During my group dog training classes, there are several people and dogs in the room. Each person has a clicker and is clicking when his or her dog does the correct behavior. New students always ask, “Won’t my dog get confused? How will my dog know to distinguish between my click and somebody else’s click?”
The same question comes up at horse clicker training clinics, at weekend dog training seminars, and in other settings where multiple animal trainers are training at the same time.
The short answer to this question is, yes, multiple people can clicker train their animals at the same time without the animals getting confused. However, let me tell you a story to help illustrate this.
At the beginning of this month, I attended a horse clicker training clinic with Alexandra Kurland in Arkansas. I promise I’ll share more about the clinic on my blog later on. For now, however, I want to tell you about my cellphone.
My Apple phone has a short, happy little ringtone that is called “tweet.” It’s what I use for the notifications for my text messages. At the clinic, another one of the attendees was also using this same sound for notifications.
Clinics with Alexandra Kurland are non-stop fun, literally. We begin with conversations over breakfast and often keep talking about the day’s training sessions for quite some time after dinner. Anyhow, for much of the time we were inside, my phone was not right beside me. Sometimes it was in my bag. Other times it was on the kitchen table or over in the living room.
On the first day of the clinic, I hadn’t realized yet that Gail and I both had the same sound for notifications. So, every time Gail’s phone would ding, I would go and check my phone. But, there wouldn’t be a new message…. Finally, part way through the day, we figured out the mystery.
After this, I started doing a different kind of listening. Whenever I heard the phone ding, I would stop, orient, think about where my phone was, and assess whether the sound likely had come from my phone or not. If it wasn’t my phone, I would go back to my business. If it was my phone, I would check it (or make a note to check it later).
The really interesting part of all of this is that by the second half of the clinic, I entered a new phase. I realized at one point that Gail’s phone had dinged, and I had completely ignored it and gone on with what I was doing. Of course, I could still physically hear the sounds from both phones. But, I had learned to take mental notes of where I had left my phone so that I could pay attention only to my phone and disregard the sounds from the other phone.
I had a similar experience some years ago with a college roommate. At the beginning of the semester, I would wake up to both her alarm and my alarm. However, it didn’t take long until I was sleeping soundly through the ringing of her alarm and getting up only when my alarm rang.
The connection to animal training
Animals are very good at learning signals that predict that treats (or other reinforcers) are coming soon. In a group setting, your animal will still listen for your click.
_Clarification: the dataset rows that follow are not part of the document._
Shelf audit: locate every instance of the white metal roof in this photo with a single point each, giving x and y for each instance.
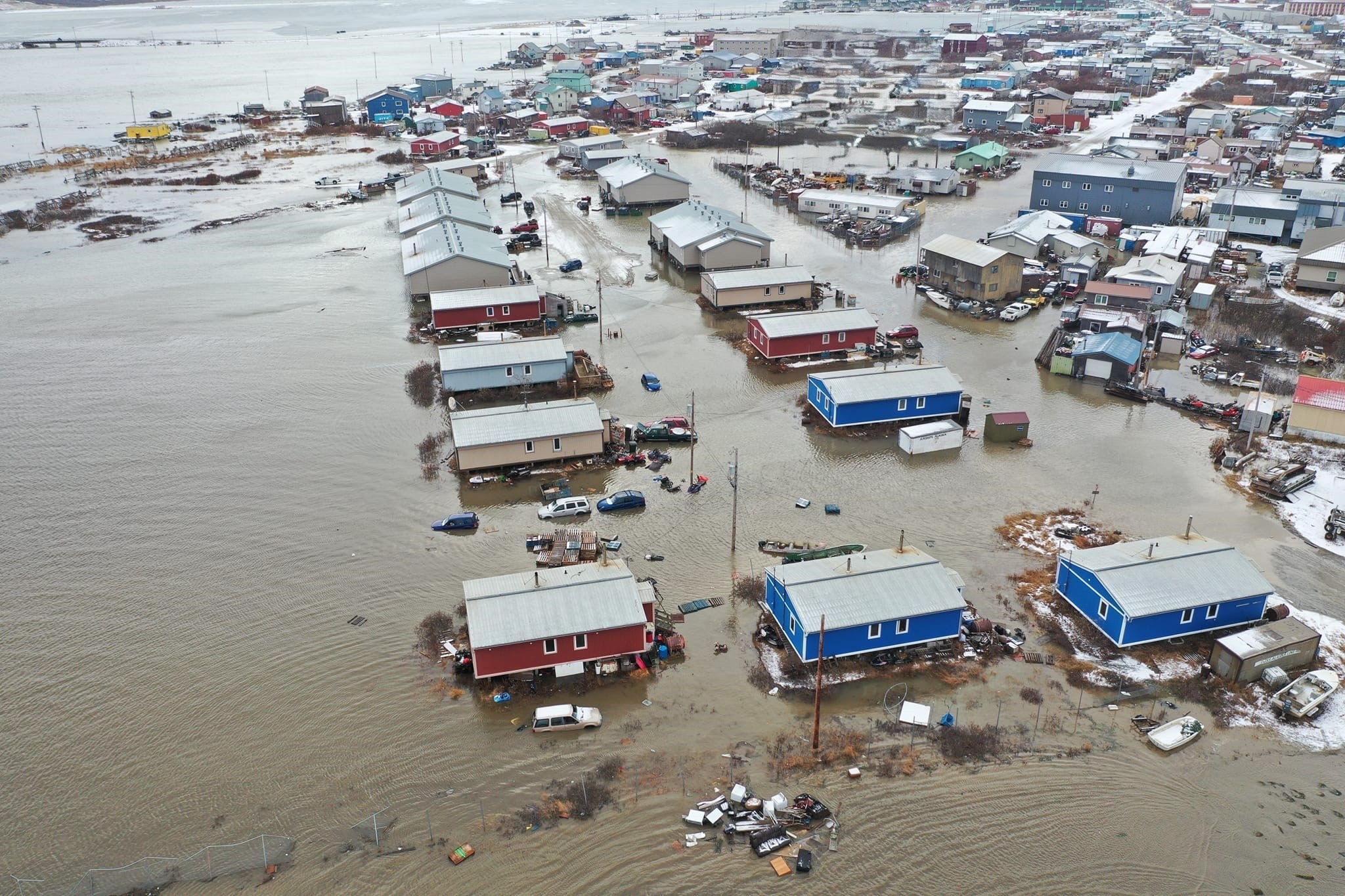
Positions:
(965, 250)
(440, 206)
(447, 241)
(1178, 575)
(876, 383)
(807, 323)
(745, 277)
(482, 296)
(866, 587)
(553, 603)
(468, 356)
(521, 422)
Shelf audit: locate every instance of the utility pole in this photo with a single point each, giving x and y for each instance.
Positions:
(41, 139)
(734, 484)
(817, 689)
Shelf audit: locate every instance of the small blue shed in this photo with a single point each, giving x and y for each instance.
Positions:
(884, 395)
(873, 601)
(1157, 589)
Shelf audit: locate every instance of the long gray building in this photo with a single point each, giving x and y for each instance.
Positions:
(1136, 191)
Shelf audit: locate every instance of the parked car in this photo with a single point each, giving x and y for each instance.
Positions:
(565, 507)
(456, 522)
(628, 500)
(565, 717)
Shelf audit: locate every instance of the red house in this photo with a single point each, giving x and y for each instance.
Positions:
(447, 108)
(957, 46)
(811, 332)
(440, 144)
(565, 127)
(562, 618)
(486, 305)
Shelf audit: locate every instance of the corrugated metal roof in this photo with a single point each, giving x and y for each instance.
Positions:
(522, 422)
(868, 587)
(876, 383)
(454, 299)
(445, 241)
(552, 603)
(745, 277)
(440, 206)
(1180, 574)
(965, 250)
(467, 356)
(807, 323)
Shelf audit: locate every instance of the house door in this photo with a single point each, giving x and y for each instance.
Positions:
(1098, 367)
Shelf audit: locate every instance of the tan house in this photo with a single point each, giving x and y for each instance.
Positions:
(973, 270)
(525, 435)
(1319, 410)
(1321, 259)
(758, 286)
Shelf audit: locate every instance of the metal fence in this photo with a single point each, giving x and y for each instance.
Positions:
(205, 864)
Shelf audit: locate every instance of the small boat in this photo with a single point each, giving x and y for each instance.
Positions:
(1304, 698)
(776, 545)
(822, 554)
(1174, 734)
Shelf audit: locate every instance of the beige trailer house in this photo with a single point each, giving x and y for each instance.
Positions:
(454, 257)
(699, 237)
(758, 286)
(639, 182)
(518, 435)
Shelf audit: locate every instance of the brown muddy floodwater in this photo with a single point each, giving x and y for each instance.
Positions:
(209, 467)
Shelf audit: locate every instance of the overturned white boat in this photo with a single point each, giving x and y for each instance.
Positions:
(1304, 698)
(1179, 733)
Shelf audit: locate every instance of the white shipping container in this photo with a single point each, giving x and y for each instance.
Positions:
(940, 436)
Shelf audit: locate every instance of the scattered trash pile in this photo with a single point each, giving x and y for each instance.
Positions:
(772, 826)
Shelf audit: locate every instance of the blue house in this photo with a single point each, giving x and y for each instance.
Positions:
(875, 601)
(1141, 591)
(389, 104)
(877, 395)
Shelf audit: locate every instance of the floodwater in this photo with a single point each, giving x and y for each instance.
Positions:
(209, 467)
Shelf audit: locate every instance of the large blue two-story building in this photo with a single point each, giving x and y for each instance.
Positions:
(885, 395)
(1158, 589)
(872, 601)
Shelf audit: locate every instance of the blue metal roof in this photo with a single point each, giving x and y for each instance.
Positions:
(1116, 345)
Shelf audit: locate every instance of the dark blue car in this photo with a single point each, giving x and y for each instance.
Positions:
(456, 522)
(627, 500)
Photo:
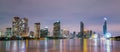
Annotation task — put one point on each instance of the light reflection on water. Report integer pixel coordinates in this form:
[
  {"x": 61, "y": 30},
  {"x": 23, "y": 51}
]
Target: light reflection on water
[{"x": 64, "y": 45}]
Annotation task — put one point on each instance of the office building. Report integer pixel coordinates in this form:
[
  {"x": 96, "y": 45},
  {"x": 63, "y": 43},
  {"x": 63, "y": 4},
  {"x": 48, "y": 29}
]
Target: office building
[
  {"x": 8, "y": 32},
  {"x": 56, "y": 29},
  {"x": 81, "y": 29},
  {"x": 20, "y": 26},
  {"x": 105, "y": 26},
  {"x": 37, "y": 30},
  {"x": 44, "y": 32}
]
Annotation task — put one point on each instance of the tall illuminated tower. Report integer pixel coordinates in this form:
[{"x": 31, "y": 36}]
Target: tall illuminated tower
[
  {"x": 82, "y": 29},
  {"x": 56, "y": 29},
  {"x": 105, "y": 26},
  {"x": 20, "y": 26},
  {"x": 37, "y": 29}
]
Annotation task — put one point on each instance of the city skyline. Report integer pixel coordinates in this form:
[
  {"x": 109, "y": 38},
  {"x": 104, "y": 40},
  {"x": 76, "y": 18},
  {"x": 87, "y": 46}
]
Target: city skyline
[{"x": 69, "y": 12}]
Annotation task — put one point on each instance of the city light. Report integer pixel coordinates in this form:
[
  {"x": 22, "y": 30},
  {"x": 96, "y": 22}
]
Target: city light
[{"x": 108, "y": 35}]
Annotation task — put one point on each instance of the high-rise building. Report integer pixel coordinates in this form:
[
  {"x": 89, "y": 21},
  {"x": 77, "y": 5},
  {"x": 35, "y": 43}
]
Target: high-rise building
[
  {"x": 31, "y": 34},
  {"x": 37, "y": 29},
  {"x": 56, "y": 29},
  {"x": 105, "y": 26},
  {"x": 65, "y": 33},
  {"x": 8, "y": 32},
  {"x": 1, "y": 33},
  {"x": 81, "y": 29},
  {"x": 44, "y": 32},
  {"x": 20, "y": 26}
]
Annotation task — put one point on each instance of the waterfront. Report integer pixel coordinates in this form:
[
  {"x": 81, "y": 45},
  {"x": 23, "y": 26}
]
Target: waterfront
[{"x": 60, "y": 45}]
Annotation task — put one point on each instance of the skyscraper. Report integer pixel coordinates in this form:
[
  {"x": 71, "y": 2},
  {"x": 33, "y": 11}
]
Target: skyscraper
[
  {"x": 44, "y": 32},
  {"x": 20, "y": 26},
  {"x": 37, "y": 29},
  {"x": 81, "y": 29},
  {"x": 8, "y": 32},
  {"x": 56, "y": 29},
  {"x": 105, "y": 26}
]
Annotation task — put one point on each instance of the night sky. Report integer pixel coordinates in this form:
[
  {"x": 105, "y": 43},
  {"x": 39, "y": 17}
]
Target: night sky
[{"x": 69, "y": 12}]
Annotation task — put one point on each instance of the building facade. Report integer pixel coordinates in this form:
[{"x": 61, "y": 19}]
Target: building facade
[
  {"x": 8, "y": 32},
  {"x": 20, "y": 26},
  {"x": 56, "y": 29},
  {"x": 37, "y": 29}
]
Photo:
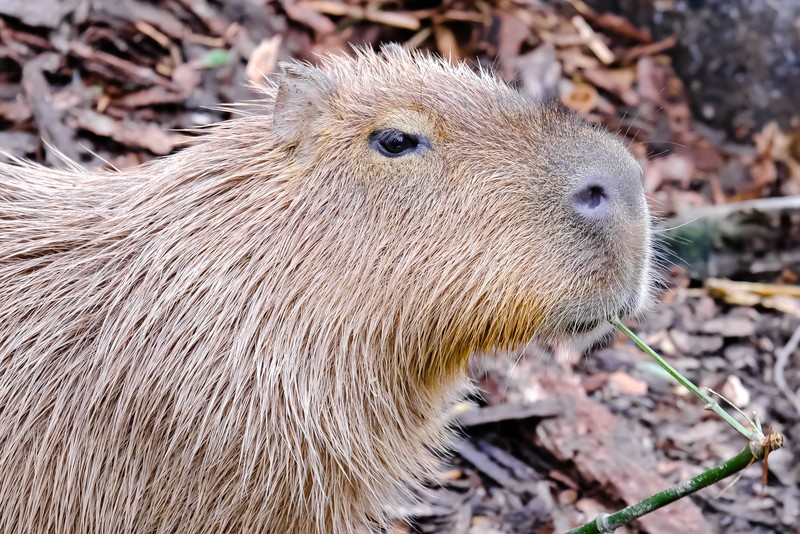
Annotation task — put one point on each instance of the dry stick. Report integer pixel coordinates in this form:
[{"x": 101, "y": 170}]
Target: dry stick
[
  {"x": 758, "y": 449},
  {"x": 711, "y": 404}
]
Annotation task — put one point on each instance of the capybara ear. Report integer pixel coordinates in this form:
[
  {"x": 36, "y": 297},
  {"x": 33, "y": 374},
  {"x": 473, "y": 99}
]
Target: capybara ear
[{"x": 302, "y": 96}]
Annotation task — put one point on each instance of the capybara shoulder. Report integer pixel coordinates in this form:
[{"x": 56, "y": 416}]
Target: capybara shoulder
[{"x": 264, "y": 332}]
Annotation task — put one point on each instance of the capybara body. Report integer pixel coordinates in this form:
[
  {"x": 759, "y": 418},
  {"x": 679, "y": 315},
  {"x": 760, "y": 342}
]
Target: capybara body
[{"x": 265, "y": 331}]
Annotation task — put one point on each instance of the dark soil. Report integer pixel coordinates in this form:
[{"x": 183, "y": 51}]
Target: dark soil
[{"x": 552, "y": 439}]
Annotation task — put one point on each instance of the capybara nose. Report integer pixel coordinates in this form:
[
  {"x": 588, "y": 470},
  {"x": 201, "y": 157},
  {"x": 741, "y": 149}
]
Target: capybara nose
[{"x": 595, "y": 196}]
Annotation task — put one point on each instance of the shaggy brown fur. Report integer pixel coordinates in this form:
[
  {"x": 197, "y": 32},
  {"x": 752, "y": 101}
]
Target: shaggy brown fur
[{"x": 264, "y": 332}]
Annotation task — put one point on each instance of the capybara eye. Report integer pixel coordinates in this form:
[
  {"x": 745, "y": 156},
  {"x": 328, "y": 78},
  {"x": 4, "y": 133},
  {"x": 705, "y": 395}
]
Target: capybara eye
[{"x": 394, "y": 143}]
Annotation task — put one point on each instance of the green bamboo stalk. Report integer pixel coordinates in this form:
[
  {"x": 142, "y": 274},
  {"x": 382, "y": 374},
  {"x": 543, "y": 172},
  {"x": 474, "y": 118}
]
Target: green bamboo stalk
[
  {"x": 609, "y": 522},
  {"x": 711, "y": 403}
]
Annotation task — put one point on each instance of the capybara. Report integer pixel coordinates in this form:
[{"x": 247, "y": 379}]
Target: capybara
[{"x": 265, "y": 331}]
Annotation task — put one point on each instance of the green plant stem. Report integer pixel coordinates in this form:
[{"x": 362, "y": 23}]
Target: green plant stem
[
  {"x": 609, "y": 522},
  {"x": 711, "y": 404}
]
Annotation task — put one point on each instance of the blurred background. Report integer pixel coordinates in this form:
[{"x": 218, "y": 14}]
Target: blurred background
[{"x": 706, "y": 93}]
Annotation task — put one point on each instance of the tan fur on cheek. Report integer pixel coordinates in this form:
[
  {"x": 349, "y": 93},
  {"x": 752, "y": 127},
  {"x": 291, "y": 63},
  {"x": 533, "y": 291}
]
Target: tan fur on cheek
[{"x": 266, "y": 331}]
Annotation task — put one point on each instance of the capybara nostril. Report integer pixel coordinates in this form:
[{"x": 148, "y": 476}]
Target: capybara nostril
[{"x": 594, "y": 198}]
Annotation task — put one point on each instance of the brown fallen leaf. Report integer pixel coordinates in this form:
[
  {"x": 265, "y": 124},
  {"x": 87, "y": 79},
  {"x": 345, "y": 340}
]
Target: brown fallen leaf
[
  {"x": 128, "y": 133},
  {"x": 263, "y": 60},
  {"x": 582, "y": 98}
]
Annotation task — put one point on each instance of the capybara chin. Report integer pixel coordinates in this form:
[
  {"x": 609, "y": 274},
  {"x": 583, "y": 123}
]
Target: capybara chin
[{"x": 264, "y": 331}]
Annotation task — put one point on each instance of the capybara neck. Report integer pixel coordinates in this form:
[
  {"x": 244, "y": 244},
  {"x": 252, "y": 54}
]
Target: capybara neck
[{"x": 266, "y": 331}]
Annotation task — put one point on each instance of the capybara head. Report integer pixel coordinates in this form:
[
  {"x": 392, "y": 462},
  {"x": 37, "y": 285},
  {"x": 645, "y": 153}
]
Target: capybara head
[{"x": 264, "y": 331}]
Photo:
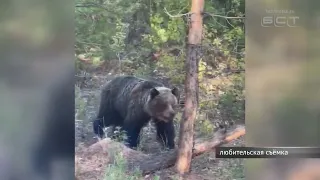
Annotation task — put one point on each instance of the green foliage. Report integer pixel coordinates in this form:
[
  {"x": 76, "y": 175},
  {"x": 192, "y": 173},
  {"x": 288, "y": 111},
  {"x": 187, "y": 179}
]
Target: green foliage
[
  {"x": 232, "y": 102},
  {"x": 117, "y": 170}
]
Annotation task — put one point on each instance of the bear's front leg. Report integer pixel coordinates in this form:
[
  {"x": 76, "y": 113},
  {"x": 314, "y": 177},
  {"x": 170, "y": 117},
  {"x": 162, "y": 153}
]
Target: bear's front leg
[
  {"x": 166, "y": 133},
  {"x": 132, "y": 132},
  {"x": 98, "y": 128}
]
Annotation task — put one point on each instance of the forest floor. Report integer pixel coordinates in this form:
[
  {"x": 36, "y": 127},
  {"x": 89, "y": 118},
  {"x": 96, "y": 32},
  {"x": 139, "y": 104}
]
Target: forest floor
[{"x": 204, "y": 167}]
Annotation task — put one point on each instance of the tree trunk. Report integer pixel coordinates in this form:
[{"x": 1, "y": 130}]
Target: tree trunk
[{"x": 191, "y": 88}]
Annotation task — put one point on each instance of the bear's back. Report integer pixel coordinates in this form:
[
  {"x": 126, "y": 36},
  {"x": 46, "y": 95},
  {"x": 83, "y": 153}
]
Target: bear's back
[{"x": 130, "y": 91}]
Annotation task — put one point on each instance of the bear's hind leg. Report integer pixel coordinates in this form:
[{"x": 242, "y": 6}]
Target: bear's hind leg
[
  {"x": 98, "y": 128},
  {"x": 165, "y": 133}
]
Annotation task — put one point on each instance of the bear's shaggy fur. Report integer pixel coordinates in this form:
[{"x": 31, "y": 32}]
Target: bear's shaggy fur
[{"x": 131, "y": 102}]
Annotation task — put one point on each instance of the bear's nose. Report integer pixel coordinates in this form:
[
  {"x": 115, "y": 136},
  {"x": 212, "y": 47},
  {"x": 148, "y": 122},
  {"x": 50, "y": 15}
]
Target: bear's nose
[{"x": 171, "y": 115}]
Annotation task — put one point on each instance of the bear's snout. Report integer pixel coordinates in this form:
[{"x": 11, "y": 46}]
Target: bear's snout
[{"x": 170, "y": 116}]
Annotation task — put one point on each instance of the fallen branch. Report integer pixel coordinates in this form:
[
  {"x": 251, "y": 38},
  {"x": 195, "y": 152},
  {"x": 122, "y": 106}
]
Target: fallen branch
[
  {"x": 168, "y": 159},
  {"x": 91, "y": 161}
]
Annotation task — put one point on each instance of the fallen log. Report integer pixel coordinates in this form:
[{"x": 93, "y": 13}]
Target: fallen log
[{"x": 94, "y": 159}]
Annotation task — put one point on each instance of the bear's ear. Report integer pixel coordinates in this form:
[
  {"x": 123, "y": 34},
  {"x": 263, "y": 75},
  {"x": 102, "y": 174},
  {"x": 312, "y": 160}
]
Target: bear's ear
[
  {"x": 154, "y": 92},
  {"x": 175, "y": 92}
]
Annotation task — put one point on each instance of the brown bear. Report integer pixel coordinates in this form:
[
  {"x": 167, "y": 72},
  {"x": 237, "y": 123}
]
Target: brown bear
[{"x": 131, "y": 102}]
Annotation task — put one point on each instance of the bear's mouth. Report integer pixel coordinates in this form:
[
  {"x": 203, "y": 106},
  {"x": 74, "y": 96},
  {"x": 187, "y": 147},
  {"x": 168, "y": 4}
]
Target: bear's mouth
[{"x": 165, "y": 119}]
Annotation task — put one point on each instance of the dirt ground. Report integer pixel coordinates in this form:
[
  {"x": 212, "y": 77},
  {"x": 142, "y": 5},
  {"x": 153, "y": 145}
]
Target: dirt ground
[{"x": 204, "y": 167}]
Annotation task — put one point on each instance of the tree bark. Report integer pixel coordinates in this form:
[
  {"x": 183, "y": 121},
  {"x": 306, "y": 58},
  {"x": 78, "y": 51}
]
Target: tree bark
[{"x": 191, "y": 88}]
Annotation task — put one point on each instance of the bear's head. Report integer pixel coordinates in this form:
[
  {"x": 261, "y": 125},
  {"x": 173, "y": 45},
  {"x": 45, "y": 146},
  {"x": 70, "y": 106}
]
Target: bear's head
[{"x": 163, "y": 103}]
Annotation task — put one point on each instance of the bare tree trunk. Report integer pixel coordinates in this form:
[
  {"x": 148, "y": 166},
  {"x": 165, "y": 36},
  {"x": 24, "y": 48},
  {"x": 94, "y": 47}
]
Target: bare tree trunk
[{"x": 191, "y": 88}]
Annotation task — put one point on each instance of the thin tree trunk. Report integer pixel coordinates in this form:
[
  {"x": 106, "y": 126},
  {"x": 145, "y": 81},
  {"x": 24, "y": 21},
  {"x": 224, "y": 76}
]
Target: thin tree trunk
[{"x": 191, "y": 88}]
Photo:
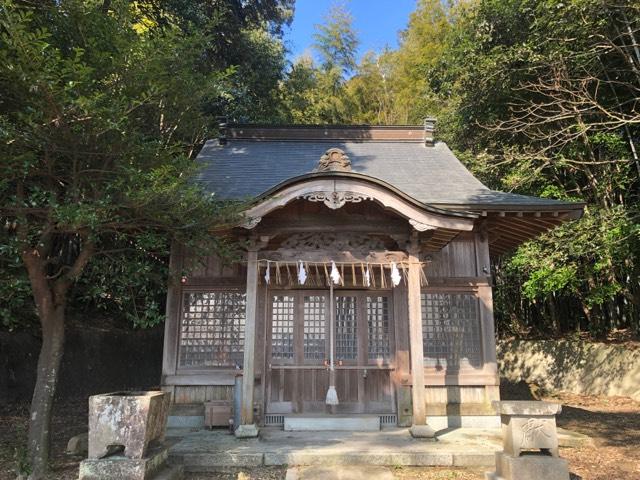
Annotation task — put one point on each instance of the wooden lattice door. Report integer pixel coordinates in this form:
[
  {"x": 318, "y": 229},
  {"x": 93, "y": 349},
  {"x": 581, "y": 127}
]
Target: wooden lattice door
[{"x": 298, "y": 351}]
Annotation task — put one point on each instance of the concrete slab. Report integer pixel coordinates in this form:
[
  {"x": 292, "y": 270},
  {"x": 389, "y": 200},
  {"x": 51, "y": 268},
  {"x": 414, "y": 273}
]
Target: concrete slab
[
  {"x": 208, "y": 450},
  {"x": 359, "y": 423},
  {"x": 340, "y": 473}
]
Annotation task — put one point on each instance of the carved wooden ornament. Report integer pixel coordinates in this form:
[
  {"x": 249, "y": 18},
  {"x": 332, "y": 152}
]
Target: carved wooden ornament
[
  {"x": 335, "y": 200},
  {"x": 334, "y": 160}
]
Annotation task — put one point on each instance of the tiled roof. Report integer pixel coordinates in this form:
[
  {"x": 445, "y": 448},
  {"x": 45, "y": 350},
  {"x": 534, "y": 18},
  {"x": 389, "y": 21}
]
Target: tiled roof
[{"x": 246, "y": 168}]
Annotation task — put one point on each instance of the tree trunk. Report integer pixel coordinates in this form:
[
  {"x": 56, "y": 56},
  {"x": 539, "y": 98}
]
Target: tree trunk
[{"x": 49, "y": 361}]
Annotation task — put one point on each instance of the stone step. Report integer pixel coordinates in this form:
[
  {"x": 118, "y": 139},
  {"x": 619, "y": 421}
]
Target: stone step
[
  {"x": 211, "y": 462},
  {"x": 170, "y": 472},
  {"x": 345, "y": 423}
]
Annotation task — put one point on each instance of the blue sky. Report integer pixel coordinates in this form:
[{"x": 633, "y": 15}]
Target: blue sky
[{"x": 377, "y": 22}]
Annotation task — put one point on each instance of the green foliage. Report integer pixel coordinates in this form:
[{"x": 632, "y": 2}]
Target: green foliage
[
  {"x": 101, "y": 110},
  {"x": 537, "y": 97},
  {"x": 336, "y": 42}
]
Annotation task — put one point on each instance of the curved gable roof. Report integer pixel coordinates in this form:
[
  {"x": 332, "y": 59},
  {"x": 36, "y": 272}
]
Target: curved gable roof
[{"x": 432, "y": 175}]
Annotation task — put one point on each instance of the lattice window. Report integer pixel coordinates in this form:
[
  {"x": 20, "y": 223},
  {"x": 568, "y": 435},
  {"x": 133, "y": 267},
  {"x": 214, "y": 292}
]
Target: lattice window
[
  {"x": 314, "y": 327},
  {"x": 346, "y": 335},
  {"x": 378, "y": 327},
  {"x": 283, "y": 307},
  {"x": 451, "y": 329},
  {"x": 212, "y": 329}
]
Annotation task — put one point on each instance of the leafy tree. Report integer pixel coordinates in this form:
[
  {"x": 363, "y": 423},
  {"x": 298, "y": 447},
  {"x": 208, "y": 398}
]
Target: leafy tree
[
  {"x": 316, "y": 94},
  {"x": 336, "y": 42},
  {"x": 97, "y": 120},
  {"x": 541, "y": 98}
]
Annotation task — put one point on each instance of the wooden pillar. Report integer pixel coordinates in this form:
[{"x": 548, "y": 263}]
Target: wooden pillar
[
  {"x": 485, "y": 296},
  {"x": 419, "y": 427},
  {"x": 247, "y": 427}
]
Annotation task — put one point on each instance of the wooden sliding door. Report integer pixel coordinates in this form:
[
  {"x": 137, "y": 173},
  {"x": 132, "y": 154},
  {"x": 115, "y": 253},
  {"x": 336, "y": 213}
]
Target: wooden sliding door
[{"x": 298, "y": 351}]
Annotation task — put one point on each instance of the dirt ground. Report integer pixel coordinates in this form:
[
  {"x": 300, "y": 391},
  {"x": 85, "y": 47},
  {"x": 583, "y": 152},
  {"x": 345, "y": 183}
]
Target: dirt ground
[{"x": 612, "y": 422}]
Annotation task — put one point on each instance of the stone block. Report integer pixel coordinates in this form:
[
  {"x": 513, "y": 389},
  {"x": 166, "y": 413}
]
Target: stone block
[
  {"x": 526, "y": 407},
  {"x": 528, "y": 425},
  {"x": 129, "y": 419},
  {"x": 118, "y": 467},
  {"x": 78, "y": 444},
  {"x": 531, "y": 467},
  {"x": 247, "y": 431},
  {"x": 422, "y": 431},
  {"x": 203, "y": 462}
]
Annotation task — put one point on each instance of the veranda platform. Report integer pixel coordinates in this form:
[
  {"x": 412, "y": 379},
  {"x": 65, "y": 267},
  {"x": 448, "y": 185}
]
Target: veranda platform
[
  {"x": 211, "y": 450},
  {"x": 204, "y": 450}
]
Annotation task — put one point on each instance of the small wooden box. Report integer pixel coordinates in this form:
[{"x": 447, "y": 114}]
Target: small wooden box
[{"x": 217, "y": 413}]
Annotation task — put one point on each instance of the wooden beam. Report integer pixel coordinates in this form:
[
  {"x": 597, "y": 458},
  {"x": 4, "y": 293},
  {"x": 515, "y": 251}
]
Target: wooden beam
[
  {"x": 415, "y": 337},
  {"x": 248, "y": 368}
]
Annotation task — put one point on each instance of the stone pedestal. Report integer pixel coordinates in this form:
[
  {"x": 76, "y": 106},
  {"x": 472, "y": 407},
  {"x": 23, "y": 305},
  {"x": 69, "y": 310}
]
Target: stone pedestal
[
  {"x": 119, "y": 466},
  {"x": 133, "y": 424},
  {"x": 529, "y": 467},
  {"x": 530, "y": 442},
  {"x": 129, "y": 419},
  {"x": 247, "y": 431},
  {"x": 423, "y": 431}
]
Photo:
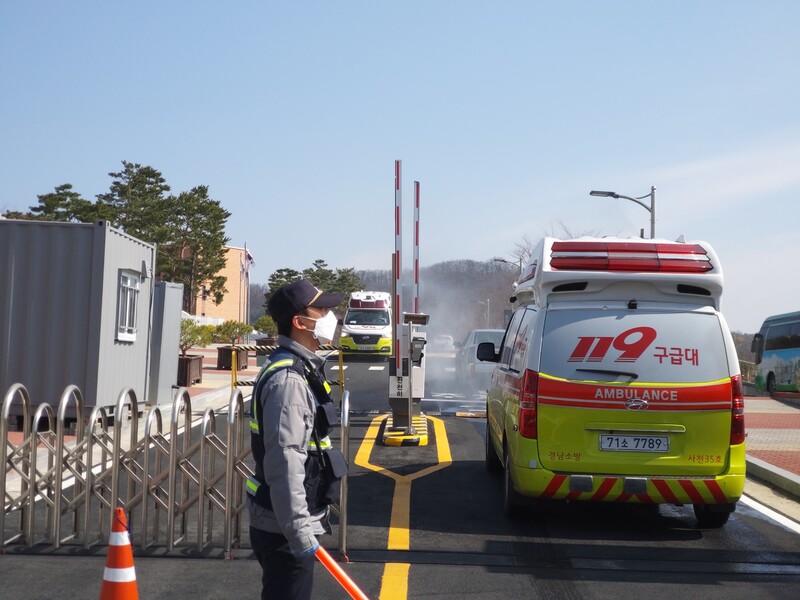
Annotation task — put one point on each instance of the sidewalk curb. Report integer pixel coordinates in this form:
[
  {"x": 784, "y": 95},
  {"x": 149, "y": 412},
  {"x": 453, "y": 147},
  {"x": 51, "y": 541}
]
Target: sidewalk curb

However, he’ll also learn to pay attention to other signals, such as volume, the direction of the sound, and your body language cues. These additional signals will help him distinguish between your clicks and someone else’s clicks. With some practice, he’ll be able to completely tune out those other clicks, just like I was able to ignore the other phone and alarm clock.
However, it’s worth noting that in both of these stories, I went through a transition period where I was orienting to both sounds and trying to figure out if the sound was for me. The same thing may happen to your animal.
If you usually do not train in a group setting, your animal may be confused at first if there are other people nearby who are clicking clickers. In this case, it may be helpful to simplify things at first. For example, you can start by working on easy behaviors that your animal knows well. You can also begin with a larger distance between you and the other people and animals. Things such as this will give your animal a chance to learn that the rules have changed slightly and that he should just listen for your click.